Friday, July 22, 2011

Do Girls Have Weaker Spatial Thinking as Compared to Boys?

Many people are putting questioning signs that do men have better spatial thinking as compared to girls or it is just an out-dated stereotype? The common scientific belief is that men are somewhat better at visual & spatial tests while women are somewhat better at linguistic tests. Girls are auditory thinkers but can they also think spatially? What do you think about this questioning signs? Many studies are carried out to research it and each of them has shown different results.

Spatial thinking is a mental organization which affects the person’s way to view the world. This cognitive skill (spatial thinking) is used in aptitude tests and puzzles which ask how a two-dimensional Tetris-like object drawing will look if revolved or how a flat object will look if folded along dotted lines.
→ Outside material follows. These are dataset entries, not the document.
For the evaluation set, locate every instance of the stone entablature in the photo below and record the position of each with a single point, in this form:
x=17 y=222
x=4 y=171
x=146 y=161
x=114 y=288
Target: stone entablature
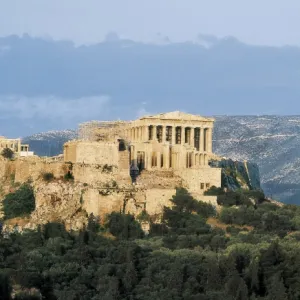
x=15 y=145
x=174 y=141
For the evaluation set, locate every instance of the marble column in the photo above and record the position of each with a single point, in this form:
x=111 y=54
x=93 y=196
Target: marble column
x=158 y=160
x=146 y=133
x=192 y=137
x=193 y=159
x=164 y=133
x=182 y=135
x=149 y=160
x=173 y=135
x=202 y=139
x=154 y=133
x=166 y=160
x=209 y=140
This is essential particularly for geometry and calculus as well as for mathematical applications such as computer imaging. 90% engineers in U.S. are male, as per Pennsylvania State University.

As per Child Development Theorist Linda Kreger Silverman research, visual/spatial thinking is strongly used by less than 30% of population, both visual/spatial thinking & thinking in the form of words is used by 45% population and 25% population thinks totally in words. According to Neuroscience research which includes MRI studies of male and female brains, brain function with associated hormonal differences makes a tendency for males to have improved spatial thinking skills and females to be stronger in some areas of verbal expression.

In 2008, Liben and colleagues carried out a study which suggests that as little as 3 months old babies show gender differences in spatial thinking. The study involved 12 boys and 12 girls where researchers showed them babies images of the number 1 at different angles and then every baby was simultaneously shown 2 new images: the number 1 at an angle they had not seen before and a mirror image of the number 1. The study found that 11 out of 12 boys and 5 out of 12 girls stared the mirror image longer as they understood that the mirror image didn’t belong in the series.

In one study, math test were given to Asian women. The study includes the groups of Asian women in which each group had to read an essay before writing the test. The researchers found, women performed poorly who read an essay that their gender still had not done well in the test while women performed well who read an essay that their gender played no part in math ability. Many studies have shown that performance of females in mathematics tests differs with what you say about them and mathematics before test.

As per study performed by Professor Janet Hyde and colleagues, there was little or no difference in maths performance between girls and boys. To note if the boys are still performing well compared to girls, they used data from about 7 million children from grade 2 to 11 in 10 US states. They also found that in some state, girls performed better than boys.

A recent study confirms that males and females have equal math skills. The study made analysis of 242 studies published between 1990 and 2007 that assessed the math skills of around 1.3 million people from grade school to college and beyond. Findings of several large, long-term scientific studies are also examined by the researchers. The study found meaningless difference between males and females in math skills.

Families and schools must know that spatial thinking is a skill which is as essential as reading. If you want that your children (boy and girl) should have equal spatial thinking then you must begin with puzzles, blocks, building toys and shape-sorting toys. All these things promote spatial thinking.